In the session focused on transformation and development, Refilwe Buthelezi, president of the Engineering Council of South Africa, in her presentation, ‘Uplifting the engineering profession – making a difference’ stated, “We are operating in a world that has a lot of pressure for engineers with a regulatory environment that does not always support the environment. We cannot operate in silos, we need to operate in partnerships. Engineers play a significant role in shaping the world around us but need to have business acumen and be able to negotiate for sustainable solutions for social, cultural, and environmental imperatives.”
Nkululeko Thusini, from Palucraft gave an informative presentation on ‘Becoming an engineering specialist and growing our own timber.’ This was followed by ‘transformation – a constitutional imperative’ presented by Chris Campbell, CESA CEO supported by Refilwe Lesufi, CESA board member and managing director of Prana Consulting.

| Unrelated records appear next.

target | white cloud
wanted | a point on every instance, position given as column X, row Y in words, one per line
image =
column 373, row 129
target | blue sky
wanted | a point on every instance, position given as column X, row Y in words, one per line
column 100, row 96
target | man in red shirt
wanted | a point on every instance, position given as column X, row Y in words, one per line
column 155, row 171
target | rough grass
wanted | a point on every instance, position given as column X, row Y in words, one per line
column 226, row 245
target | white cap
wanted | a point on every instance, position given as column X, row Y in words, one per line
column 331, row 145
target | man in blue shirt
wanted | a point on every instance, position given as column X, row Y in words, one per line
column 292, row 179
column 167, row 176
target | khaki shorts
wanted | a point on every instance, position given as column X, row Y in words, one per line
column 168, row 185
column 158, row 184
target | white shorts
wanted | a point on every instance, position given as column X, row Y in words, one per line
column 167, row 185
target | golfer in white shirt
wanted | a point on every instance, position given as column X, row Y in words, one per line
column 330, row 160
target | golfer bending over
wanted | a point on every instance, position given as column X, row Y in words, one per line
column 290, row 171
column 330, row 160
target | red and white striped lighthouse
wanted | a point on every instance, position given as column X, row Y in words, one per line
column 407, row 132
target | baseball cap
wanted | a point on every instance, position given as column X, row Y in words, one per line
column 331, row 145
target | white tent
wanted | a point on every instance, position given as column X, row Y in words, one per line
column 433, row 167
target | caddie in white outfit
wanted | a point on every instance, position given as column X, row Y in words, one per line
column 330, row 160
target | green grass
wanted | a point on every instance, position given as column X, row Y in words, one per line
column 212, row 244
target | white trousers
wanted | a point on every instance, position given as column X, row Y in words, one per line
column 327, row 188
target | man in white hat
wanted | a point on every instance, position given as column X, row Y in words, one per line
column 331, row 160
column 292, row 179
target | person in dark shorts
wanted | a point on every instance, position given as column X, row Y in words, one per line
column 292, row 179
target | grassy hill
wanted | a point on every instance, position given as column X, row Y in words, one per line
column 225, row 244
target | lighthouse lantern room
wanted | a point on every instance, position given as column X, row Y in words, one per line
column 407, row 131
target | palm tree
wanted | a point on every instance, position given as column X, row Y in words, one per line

In the final session of the day focused on infrastructure development / energy infrastructure services facilitated by Saiuree Nayager, CESA YPF Gauteng north chairperson panellists included Chuene Ramphele, group executive: infrastructure delivery at Development Bank of South Africa (DBSA); Keith Katyora, deputy objective 3 lead and engineering technical lead under Deloitte’s Southern Africa Energy Program (SAEP); Mike Barker, energy engineer; and Des Muller, director, NuEnergy Developments.
CESA CEO, Chris Campbell, wrapped up the event with thanks to the day’s participants and exhibitors. “We have made major progress today in connecting people and knowledge-sharing, helping create momentum towards SA’s economic growth. It must be re-iterated that CESA member companies have the skills and are ready and willing to work with government as of tomorrow!
CESA extended thanks to the event exhibitors including the cidb, iBhongo Consulting, Southern Mapping, South African Road Federation, Water Institute of South Africa (WISA), BVi Consulting– as well as affiliates AON, and SLVR Soft.